Elinor Carucci is an Israeli-American photographer born in Jerusalem in 1971.
A 2010 Article by Susan Kismaric for The Telegraph, on Elinor Carucci’s Closer:
“Elinor Carucci was twenty-two years old when she made the earliest photographs in this book. The first is a very close view of her face next to her mother’s, revealing only one eye of each. The picture is constructed so that the visible plane of each face becomes a facet of a single face, creating a kind of ersatz Cubist portrait. The other early picture is one in which Carucci’s scrubbed fresh face is cradled by her mother’s nail-polished hand, while the older woman’s other hand applies lipstick (the same color as her fingernails) to her daughter’s lips, suggesting the face painting of a tribal, coming-of-age ritual. This melding of familial flesh runs through the pages of Closer and is one of its many surprises, as is the willingness of everyone depicted to literally bare themselves for the camera.
The first printing of Closer in 2002 sold out—no small achievement for a book of photographs by a then unknown, unproven photographer. While the pictures describe the vulnerability of our aging, corporeal selves, they also describe the sensual and sexual pleasures to be had in life, seemingly right next to us, just for the asking—kissing, stroking, touching, embracing, hugging, eating, bathing, enjoying sex. We do, after all, see three generations of the same family in the pages of the book. The themes are many, ranging from female identity to family to mortality, and it is the beauty of the work that we are drawn back to it to discover more and more of them.
The vulnerability of flesh is a central concern, noted in the visible age differences between the bodies of Carucci’s husband Eran and her father; in the exposed skin, pale and careworn, of her parents and grandparents; and in the genetically shared but contrasting flesh of Carucci’s own body paired with her mother’s. Other pictures are less overarching in what they describe, but poignant details insist on the vulnerability of our bodies—the impressions made by nightclothes on flesh that has been sunk in sleep, the barbed stitches holding a cut together on the tip of a finger, the indentations left by fingernails that have dug into the palm of a hand, and the mark left by a zipper on a stomach, reading like a faint scar from a serious operation.
The formation of female identity is another of the book’s themes. We see it in the Snow-White–red lips of Carucci’s mother, the body-binding panty hose, the hooks of a bra across her mother’s back, the bleach cream erasing the dark hair of Carucci’s stomach, a shaved armpit, the plucking (ouch!) of a nipple hair, and a woman’s upper eyelashes being bent by an eyelash curler branded with the name “Revlon”—branding being a fair description of the activities woman engage in to be considered adequately female.

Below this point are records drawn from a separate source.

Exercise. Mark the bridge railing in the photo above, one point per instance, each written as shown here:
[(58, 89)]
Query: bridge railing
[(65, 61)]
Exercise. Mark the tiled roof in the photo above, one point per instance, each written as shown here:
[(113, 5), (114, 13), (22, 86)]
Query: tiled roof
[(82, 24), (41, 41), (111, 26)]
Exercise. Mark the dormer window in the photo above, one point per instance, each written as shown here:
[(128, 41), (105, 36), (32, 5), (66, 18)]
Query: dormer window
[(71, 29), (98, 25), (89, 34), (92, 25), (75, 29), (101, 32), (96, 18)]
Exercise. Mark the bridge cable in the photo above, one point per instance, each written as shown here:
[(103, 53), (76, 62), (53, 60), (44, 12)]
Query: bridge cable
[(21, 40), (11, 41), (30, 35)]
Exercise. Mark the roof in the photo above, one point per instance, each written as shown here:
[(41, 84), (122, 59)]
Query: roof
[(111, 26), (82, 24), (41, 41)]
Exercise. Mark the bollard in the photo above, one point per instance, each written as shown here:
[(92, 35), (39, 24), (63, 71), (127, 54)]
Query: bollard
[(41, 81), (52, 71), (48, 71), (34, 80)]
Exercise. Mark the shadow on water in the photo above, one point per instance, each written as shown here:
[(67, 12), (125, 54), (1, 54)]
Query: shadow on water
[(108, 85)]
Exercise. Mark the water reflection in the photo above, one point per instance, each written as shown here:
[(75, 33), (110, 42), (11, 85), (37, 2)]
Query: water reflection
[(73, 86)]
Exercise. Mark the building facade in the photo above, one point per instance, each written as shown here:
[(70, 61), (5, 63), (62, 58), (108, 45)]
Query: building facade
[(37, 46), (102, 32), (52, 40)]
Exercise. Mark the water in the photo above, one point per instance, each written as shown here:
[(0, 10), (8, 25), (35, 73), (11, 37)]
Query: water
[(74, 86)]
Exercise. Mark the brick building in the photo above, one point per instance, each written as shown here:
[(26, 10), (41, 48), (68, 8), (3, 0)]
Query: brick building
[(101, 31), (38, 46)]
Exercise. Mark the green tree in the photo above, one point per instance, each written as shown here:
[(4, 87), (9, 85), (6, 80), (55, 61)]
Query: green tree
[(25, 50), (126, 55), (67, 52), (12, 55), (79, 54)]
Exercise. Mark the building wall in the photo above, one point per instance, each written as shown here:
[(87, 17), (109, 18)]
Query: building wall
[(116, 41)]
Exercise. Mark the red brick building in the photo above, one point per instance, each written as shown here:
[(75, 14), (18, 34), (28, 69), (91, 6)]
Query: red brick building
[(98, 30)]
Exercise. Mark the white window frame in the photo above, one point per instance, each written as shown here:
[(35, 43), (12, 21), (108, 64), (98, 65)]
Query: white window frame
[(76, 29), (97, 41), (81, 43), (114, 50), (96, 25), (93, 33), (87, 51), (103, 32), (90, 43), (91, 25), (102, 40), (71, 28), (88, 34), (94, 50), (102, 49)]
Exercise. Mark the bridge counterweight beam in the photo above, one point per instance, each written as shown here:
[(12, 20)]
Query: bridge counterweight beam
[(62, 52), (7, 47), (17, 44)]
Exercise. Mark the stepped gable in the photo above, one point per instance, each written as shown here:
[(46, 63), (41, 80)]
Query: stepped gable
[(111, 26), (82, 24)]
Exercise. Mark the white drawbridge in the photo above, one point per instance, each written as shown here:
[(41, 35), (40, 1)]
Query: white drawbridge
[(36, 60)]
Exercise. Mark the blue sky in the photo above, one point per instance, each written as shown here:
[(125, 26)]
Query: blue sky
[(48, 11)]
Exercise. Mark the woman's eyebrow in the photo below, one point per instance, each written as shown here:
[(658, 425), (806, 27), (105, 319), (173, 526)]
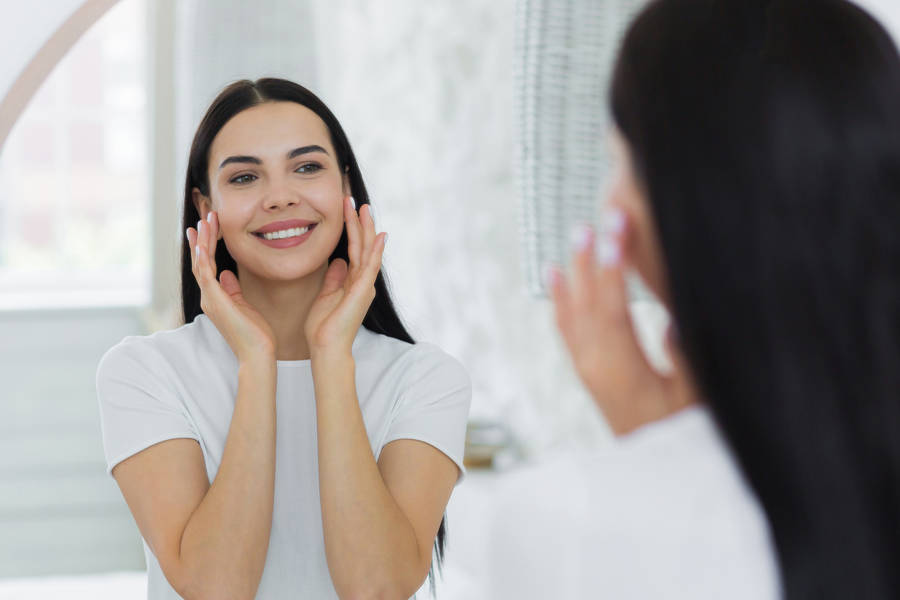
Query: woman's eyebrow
[(305, 150), (255, 161)]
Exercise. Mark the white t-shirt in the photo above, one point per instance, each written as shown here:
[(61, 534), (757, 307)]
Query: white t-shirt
[(664, 513), (183, 384)]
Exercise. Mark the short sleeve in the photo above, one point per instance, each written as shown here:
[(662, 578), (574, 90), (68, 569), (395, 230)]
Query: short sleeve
[(138, 407), (433, 403)]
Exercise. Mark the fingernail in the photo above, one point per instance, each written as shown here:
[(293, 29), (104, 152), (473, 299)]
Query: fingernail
[(608, 252), (615, 220), (581, 237)]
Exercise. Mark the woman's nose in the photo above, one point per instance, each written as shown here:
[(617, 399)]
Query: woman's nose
[(280, 196)]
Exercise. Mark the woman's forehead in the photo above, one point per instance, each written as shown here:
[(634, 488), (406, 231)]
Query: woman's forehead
[(269, 131)]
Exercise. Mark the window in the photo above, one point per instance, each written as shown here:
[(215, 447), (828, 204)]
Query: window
[(74, 198)]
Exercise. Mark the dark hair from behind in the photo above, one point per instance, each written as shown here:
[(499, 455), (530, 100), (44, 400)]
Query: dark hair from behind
[(767, 136), (381, 317)]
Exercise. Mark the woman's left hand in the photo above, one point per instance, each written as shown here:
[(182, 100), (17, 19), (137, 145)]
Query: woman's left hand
[(347, 292), (593, 316)]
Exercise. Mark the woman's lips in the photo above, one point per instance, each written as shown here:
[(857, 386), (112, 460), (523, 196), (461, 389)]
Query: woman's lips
[(287, 242)]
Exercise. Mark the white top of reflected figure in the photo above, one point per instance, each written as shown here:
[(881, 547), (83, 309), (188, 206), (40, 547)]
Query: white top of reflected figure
[(183, 383), (663, 513)]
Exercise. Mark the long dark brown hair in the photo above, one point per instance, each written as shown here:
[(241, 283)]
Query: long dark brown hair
[(767, 135), (381, 317)]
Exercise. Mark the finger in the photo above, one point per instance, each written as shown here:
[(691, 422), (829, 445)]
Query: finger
[(334, 277), (679, 379), (562, 301), (230, 283), (611, 293), (191, 234), (584, 268), (354, 237), (212, 218), (368, 228), (363, 283), (206, 270)]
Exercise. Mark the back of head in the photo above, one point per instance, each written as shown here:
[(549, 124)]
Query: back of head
[(767, 135)]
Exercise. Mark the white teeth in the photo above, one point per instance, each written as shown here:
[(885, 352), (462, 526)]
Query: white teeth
[(292, 232)]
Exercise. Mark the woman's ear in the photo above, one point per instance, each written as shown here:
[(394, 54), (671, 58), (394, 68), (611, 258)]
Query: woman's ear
[(201, 203)]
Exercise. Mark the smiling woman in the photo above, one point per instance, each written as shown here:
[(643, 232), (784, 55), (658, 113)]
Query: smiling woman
[(290, 440)]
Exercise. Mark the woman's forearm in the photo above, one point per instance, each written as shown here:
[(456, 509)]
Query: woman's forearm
[(224, 545), (370, 545)]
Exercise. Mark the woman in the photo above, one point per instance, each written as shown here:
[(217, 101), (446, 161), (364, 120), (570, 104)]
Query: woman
[(759, 198), (290, 440)]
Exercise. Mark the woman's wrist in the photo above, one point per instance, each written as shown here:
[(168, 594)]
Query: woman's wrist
[(332, 361), (257, 360)]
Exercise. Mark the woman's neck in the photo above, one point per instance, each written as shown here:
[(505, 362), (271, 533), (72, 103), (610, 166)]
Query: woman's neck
[(285, 306)]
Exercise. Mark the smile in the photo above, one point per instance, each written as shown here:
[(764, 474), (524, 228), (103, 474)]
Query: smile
[(284, 233)]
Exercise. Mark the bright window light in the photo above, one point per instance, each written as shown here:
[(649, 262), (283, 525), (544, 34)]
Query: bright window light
[(74, 197)]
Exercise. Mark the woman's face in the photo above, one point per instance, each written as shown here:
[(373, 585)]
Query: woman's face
[(276, 185), (641, 248)]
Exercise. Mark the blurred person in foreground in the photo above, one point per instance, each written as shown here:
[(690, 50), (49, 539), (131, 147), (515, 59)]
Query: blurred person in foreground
[(758, 196)]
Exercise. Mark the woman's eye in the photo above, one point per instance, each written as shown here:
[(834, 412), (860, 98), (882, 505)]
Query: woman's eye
[(245, 178)]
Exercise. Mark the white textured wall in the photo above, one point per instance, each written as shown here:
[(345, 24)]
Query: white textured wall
[(424, 90)]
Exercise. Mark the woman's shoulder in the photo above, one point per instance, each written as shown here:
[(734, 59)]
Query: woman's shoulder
[(414, 360), (155, 351)]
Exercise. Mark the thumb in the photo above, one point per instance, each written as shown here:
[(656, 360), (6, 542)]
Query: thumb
[(334, 277)]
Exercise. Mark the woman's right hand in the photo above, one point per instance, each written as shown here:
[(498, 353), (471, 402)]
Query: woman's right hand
[(243, 327)]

It may have been Carucci’s youth that gave her the license and nerve to make such audacious photographs. The freedom and empathy of Helen Levitt’s pictures of children playing on the streets of New York in the late 1930s and early 1940s must have had something to do with Levitt’s closeness to her own childhood (she was around twenty-five when the pictures were made). Like Levitt, Carucci struck out early and found success by following her unfettered instincts. Carucci’s pictures skip over Levitt’s poetic distance and trespass into her subjects’ space with a voracious, childlike appetite, one that examines everyone within reach. In these pictures, she’s like a baby discovering the world by touching, tasting, licking, eating, and above all, looking with wide-open eyes. Her investigation even records documentation of near-cannibalism. In one picture her mother bites the shoulder of her husband; in another, Carucci bites her husband’s cheek. Carucci’s photographs are graphic. That is, her subjects are drawn as simple shapes within the frame, and she has arranged them just enough to tell us what she wants us to know. She uses few colors, a lot of flesh color and red, and the golden light of the sun. This graphic simplicity provides immediacy for the viewer and charges the work with a sense of the physical world.
The only other photographer who has looked at the human body with such candor is the late John Coplans, who published a dozen books of black-and-white photographs scrutinizing his own aging body. Coplans never included his face in his pictures, and he arranged everything from his toes to his shoulders into abstractions that often read like totems or bas-relief. Carucci, on the other hand, identifies her characters and assigns faces to their bodies, insisting that these are real people who are part of an ongoing narrative—people we might recognize and empathize with.”

Something that I found striking from the article by Susan Kismaric, was ‘she’s like a baby discovering the world by touching, tasting, licking, eating, and above all, looking with wide-open eyes.’ This really transends through the work, it feels as though she is using her touch to get to know and understand her subjects, sometimes just the though of the touch is enough to make the image intimate. Differing from the work of Nelli Palomaki her use of physical contact is much more personal, not just hands and arms, but bodies, mouths, faces and fingers. The work has a slightly more sexual nature, the images are shot closer and are so intimate that the subjects seem so much more naked, physically and emotionally. The atmosphere in the work differs greatly from that of Palomaki, as it feels more loving, less cold and aggressive. I feel that this work is beautiful, and shows a family and relationship dynamic through physical contact in a much more intimate way, I feel that it does not talk to my own work, or my own experiences as much as previous work I have seen.